Figs. 11 and 12 encapsulate the crux of this paper. It appears that ever-decreasing cost NAND Flash using a vertical channel approach can only really be achieved when the taper angle is zero or within a few tenths of a degree from zero and when the vertical gate pitch is around 40 nm or below. Any taper angle larger than this combined with a vertical gate pitch larger than 40 nm results in a die cost that can be undercut by a lithography-intensive layered 3-D approach even when the latter has three critical layers per device level.
It is difficult to know what levels of taper angle are achievable by manufacturers but now and then, they include cross section micrographs using scanning electron microscopy (SEM) or transmission electron microscopy (TEM) in their publications. Table 1 shows measurements of these taper angles from the literature. The method involved taking a simple protractor to magnified SEM/TEM images so will be rough and ready. Nevertheless, it does give a fairly good indication of what taper angles have been reached in the vertical channel architectures. The main result is that getting below even one degree is turning out to be quite difficult. With this, it appears that such vertical channel approaches remain susceptible to being undercut in cost by the stalwart of the semiconductor industry, namely photolithography.
VII. Conclusion
This paper extends the work of others by putting vertical channel NAND Flash architectures on a firm cost footing. The results are quite intriguing, namely that two key parameters, taper angle and vertical gate pitch, conspire to produce cost minima as a function of device layers. Comparisons with a layered lithography-intensive approach show that there is a small parameter space, defined by taper angle and vertical gate pitch, within which the vertical channel architecture can maintain a lower total chip cost. Above a few tenths of a degree in taper angle opens up these architectures to being undercut in cost by the lithography-intensive approaches. A simple way of looking at this is that any non-zero taper angle projects a large cell pitch at the top of the stack. This cell pitch forms a large array at the top that itself gets projected onto the surface of the die and defines the footprint of the memory array.

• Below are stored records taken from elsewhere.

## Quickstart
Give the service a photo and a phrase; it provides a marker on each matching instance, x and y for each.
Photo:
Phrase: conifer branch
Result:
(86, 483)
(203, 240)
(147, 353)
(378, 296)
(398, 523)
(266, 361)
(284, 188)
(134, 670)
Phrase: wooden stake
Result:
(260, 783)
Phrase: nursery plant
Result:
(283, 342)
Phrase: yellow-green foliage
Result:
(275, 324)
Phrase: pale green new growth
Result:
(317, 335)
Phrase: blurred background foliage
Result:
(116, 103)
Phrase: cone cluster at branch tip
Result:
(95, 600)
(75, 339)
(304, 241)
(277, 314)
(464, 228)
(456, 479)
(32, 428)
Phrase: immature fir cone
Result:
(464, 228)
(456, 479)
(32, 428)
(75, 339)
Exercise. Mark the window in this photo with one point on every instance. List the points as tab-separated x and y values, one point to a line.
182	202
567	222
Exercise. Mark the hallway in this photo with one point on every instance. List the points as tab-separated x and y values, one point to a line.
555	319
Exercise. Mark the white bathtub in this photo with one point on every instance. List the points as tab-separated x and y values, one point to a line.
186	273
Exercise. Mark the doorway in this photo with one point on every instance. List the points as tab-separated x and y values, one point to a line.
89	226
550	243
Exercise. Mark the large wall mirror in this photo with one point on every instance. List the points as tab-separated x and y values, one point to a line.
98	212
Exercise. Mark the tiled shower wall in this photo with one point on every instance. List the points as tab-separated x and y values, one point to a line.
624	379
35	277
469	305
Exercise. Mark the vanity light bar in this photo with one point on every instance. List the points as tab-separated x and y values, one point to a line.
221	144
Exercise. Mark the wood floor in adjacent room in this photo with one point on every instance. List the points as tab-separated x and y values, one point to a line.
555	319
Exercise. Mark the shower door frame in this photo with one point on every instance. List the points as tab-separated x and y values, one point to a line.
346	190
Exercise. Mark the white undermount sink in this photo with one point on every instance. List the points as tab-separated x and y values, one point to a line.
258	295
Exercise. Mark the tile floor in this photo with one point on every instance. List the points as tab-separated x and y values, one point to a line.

A general principle can be gleaned from this study. It is that any high density 3-D Flash approach that exchanges lithography-intensive processing per device layer for a stack deposition followed by deep hole and/or trench etching must result in taper angles of zero or close to zero degrees. Otherwise, its total cost can be undercut by any 3-D process that uses lithography per device layer to minimize cell areas on all layers.